PUBLISHED : Wednesday, 04 June, 2008, 12:00am
UPDATED : Wednesday, 04 June, 2008, 12:00am

The government-run Hong Kong Mortgage Corp (HKMC) has launched its first retail bond denominated in Australian dollars to meet investors' demand for high-yield currencies.

The mortgage agency, wholly owned by the government through the Exchange Fund, will issue a one-year fixed-rate bond that can pay up to 7.15 per cent annual interest - more than 1.5 per cent higher than one-year Australian dollar deposits, which pay about 6 per cent.

The bonds are sold through 17 retail banks at par, subject to a A$10,000 (HK$74,887) minimum and a handling fee of 0.15 per cent.

'The bond issue caters to investors who prefer stable interest income and also for more experienced investors who look for yield enhancement and portfolio diversification,' HKMC chief executive James Lau said.

Demand for retail bonds accelerated after local short-term interest rates dropped to near zero this year and investors sought the higher rates of foreign currencies.

With local inflation expected to continue rising because of surging global food prices and a weak local currency, investors need a return of at least 5 per cent to keep pace with inflation.

'This is a choice for investors looking for investment in high-yield currencies,' said Alan Luk Ting-lung, a treasurer at American Express Bank.

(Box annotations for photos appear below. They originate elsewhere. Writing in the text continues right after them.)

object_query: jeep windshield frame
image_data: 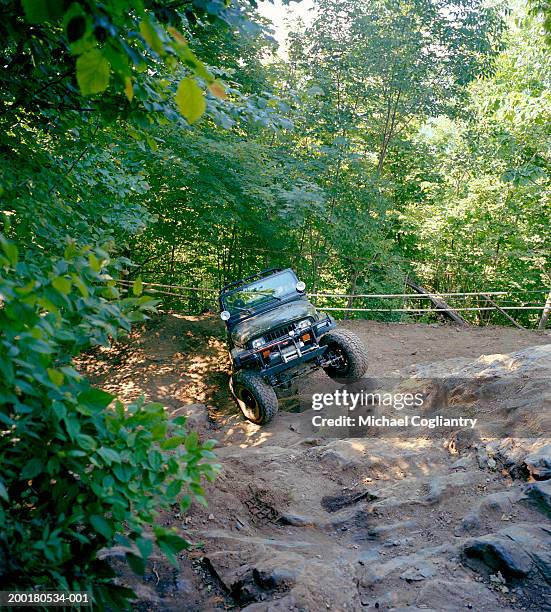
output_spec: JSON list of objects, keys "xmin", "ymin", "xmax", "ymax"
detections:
[{"xmin": 220, "ymin": 268, "xmax": 303, "ymax": 320}]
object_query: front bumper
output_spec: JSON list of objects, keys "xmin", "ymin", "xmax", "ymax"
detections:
[{"xmin": 234, "ymin": 316, "xmax": 336, "ymax": 384}]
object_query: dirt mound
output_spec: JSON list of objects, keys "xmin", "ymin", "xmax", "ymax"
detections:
[{"xmin": 82, "ymin": 315, "xmax": 551, "ymax": 611}]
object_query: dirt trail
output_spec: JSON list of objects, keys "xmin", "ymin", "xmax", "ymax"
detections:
[{"xmin": 81, "ymin": 314, "xmax": 551, "ymax": 611}]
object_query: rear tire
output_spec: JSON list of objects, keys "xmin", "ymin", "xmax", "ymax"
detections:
[
  {"xmin": 320, "ymin": 329, "xmax": 367, "ymax": 383},
  {"xmin": 230, "ymin": 370, "xmax": 278, "ymax": 425}
]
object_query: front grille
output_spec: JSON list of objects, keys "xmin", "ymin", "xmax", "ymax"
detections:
[{"xmin": 264, "ymin": 323, "xmax": 295, "ymax": 342}]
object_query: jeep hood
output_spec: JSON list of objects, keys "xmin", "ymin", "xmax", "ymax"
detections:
[{"xmin": 231, "ymin": 300, "xmax": 318, "ymax": 346}]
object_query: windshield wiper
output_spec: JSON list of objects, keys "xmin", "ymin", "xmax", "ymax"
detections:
[{"xmin": 232, "ymin": 306, "xmax": 252, "ymax": 314}]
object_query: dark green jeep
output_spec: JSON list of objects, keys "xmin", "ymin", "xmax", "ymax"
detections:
[{"xmin": 220, "ymin": 268, "xmax": 367, "ymax": 425}]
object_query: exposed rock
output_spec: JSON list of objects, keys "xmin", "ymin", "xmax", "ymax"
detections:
[
  {"xmin": 400, "ymin": 563, "xmax": 434, "ymax": 582},
  {"xmin": 278, "ymin": 514, "xmax": 314, "ymax": 527},
  {"xmin": 463, "ymin": 534, "xmax": 533, "ymax": 577},
  {"xmin": 524, "ymin": 444, "xmax": 551, "ymax": 480},
  {"xmin": 524, "ymin": 480, "xmax": 551, "ymax": 516},
  {"xmin": 416, "ymin": 578, "xmax": 502, "ymax": 612}
]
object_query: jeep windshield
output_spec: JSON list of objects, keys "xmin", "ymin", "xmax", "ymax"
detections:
[{"xmin": 222, "ymin": 271, "xmax": 297, "ymax": 315}]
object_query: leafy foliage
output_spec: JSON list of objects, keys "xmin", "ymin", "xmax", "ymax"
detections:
[
  {"xmin": 0, "ymin": 0, "xmax": 551, "ymax": 608},
  {"xmin": 0, "ymin": 236, "xmax": 220, "ymax": 607}
]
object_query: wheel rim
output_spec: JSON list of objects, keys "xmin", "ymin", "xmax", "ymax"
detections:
[
  {"xmin": 328, "ymin": 345, "xmax": 349, "ymax": 374},
  {"xmin": 237, "ymin": 387, "xmax": 260, "ymax": 421}
]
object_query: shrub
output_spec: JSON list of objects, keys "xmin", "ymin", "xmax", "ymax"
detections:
[{"xmin": 0, "ymin": 235, "xmax": 218, "ymax": 608}]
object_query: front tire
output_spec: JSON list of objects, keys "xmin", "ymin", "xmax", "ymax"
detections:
[
  {"xmin": 230, "ymin": 370, "xmax": 278, "ymax": 425},
  {"xmin": 320, "ymin": 329, "xmax": 367, "ymax": 383}
]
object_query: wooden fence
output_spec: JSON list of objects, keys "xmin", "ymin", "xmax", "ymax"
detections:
[{"xmin": 117, "ymin": 280, "xmax": 548, "ymax": 329}]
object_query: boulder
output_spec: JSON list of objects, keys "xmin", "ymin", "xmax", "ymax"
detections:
[
  {"xmin": 524, "ymin": 444, "xmax": 551, "ymax": 480},
  {"xmin": 524, "ymin": 480, "xmax": 551, "ymax": 516},
  {"xmin": 463, "ymin": 534, "xmax": 533, "ymax": 577}
]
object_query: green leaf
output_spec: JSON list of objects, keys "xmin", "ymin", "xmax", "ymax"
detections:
[
  {"xmin": 78, "ymin": 389, "xmax": 115, "ymax": 410},
  {"xmin": 90, "ymin": 514, "xmax": 113, "ymax": 540},
  {"xmin": 52, "ymin": 276, "xmax": 71, "ymax": 295},
  {"xmin": 132, "ymin": 278, "xmax": 143, "ymax": 297},
  {"xmin": 166, "ymin": 480, "xmax": 182, "ymax": 498},
  {"xmin": 136, "ymin": 538, "xmax": 153, "ymax": 559},
  {"xmin": 48, "ymin": 368, "xmax": 64, "ymax": 387},
  {"xmin": 159, "ymin": 436, "xmax": 186, "ymax": 450},
  {"xmin": 140, "ymin": 19, "xmax": 164, "ymax": 55},
  {"xmin": 175, "ymin": 77, "xmax": 207, "ymax": 124},
  {"xmin": 77, "ymin": 49, "xmax": 111, "ymax": 96},
  {"xmin": 0, "ymin": 236, "xmax": 19, "ymax": 266},
  {"xmin": 22, "ymin": 0, "xmax": 63, "ymax": 23},
  {"xmin": 21, "ymin": 457, "xmax": 44, "ymax": 480},
  {"xmin": 0, "ymin": 481, "xmax": 10, "ymax": 501},
  {"xmin": 98, "ymin": 446, "xmax": 121, "ymax": 465},
  {"xmin": 76, "ymin": 434, "xmax": 97, "ymax": 451}
]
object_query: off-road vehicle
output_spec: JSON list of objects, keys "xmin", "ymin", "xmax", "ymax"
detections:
[{"xmin": 219, "ymin": 268, "xmax": 367, "ymax": 425}]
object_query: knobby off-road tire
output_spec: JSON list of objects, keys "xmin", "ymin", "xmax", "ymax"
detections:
[
  {"xmin": 230, "ymin": 370, "xmax": 278, "ymax": 425},
  {"xmin": 320, "ymin": 329, "xmax": 367, "ymax": 383}
]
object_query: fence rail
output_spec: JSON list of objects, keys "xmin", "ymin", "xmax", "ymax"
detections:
[{"xmin": 117, "ymin": 280, "xmax": 548, "ymax": 329}]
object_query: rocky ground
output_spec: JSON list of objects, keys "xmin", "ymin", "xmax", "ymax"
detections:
[{"xmin": 81, "ymin": 314, "xmax": 551, "ymax": 611}]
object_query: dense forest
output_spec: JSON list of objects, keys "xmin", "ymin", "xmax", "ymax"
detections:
[{"xmin": 0, "ymin": 0, "xmax": 551, "ymax": 605}]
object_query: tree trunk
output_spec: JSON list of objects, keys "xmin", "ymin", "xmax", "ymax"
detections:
[
  {"xmin": 538, "ymin": 289, "xmax": 551, "ymax": 330},
  {"xmin": 344, "ymin": 269, "xmax": 360, "ymax": 319}
]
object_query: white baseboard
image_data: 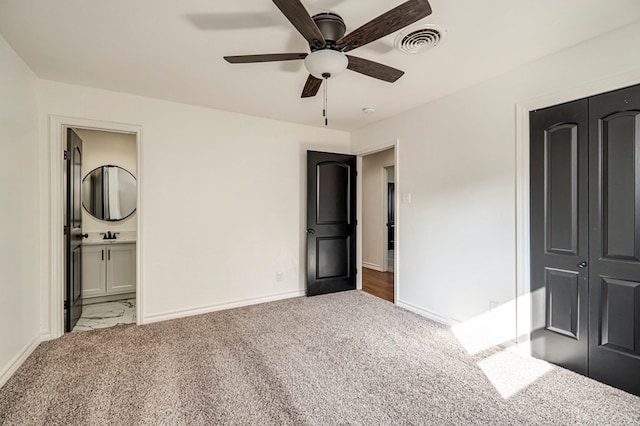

'Savers could lock their money into a fixed-rate bond for only a year, generating a return which is much higher than the conventional Australian dollar deposits.'

But he warned savers about the currency fluctuation in searching for higher returns. 'For retail investors, the bid-offer spread in the local bond market is usually high. They may find it difficult to trade the bond in the secondary market.'

Beside the new bond denominated in Australian dollars, HKMC is also offering another three series of retail bonds based in local currency with a minimum deposit of HK$50,000.

It pays 2.5 per cent annual interest on its two-year Hong Kong dollar bond. Investors may also consider the floating-rate one-year bonds which are paying a zero to 5 per cent annual return, depending on the movement of three-month Hibor, the benchmark rate at which banks lend money to each other.

The corporation wants to raise at least HK$1 million for each of the bond series denominated in Hong Kong dollars, and another A$1 million for the foreign-currency bond. It has raised a total of HK$14 billion this year.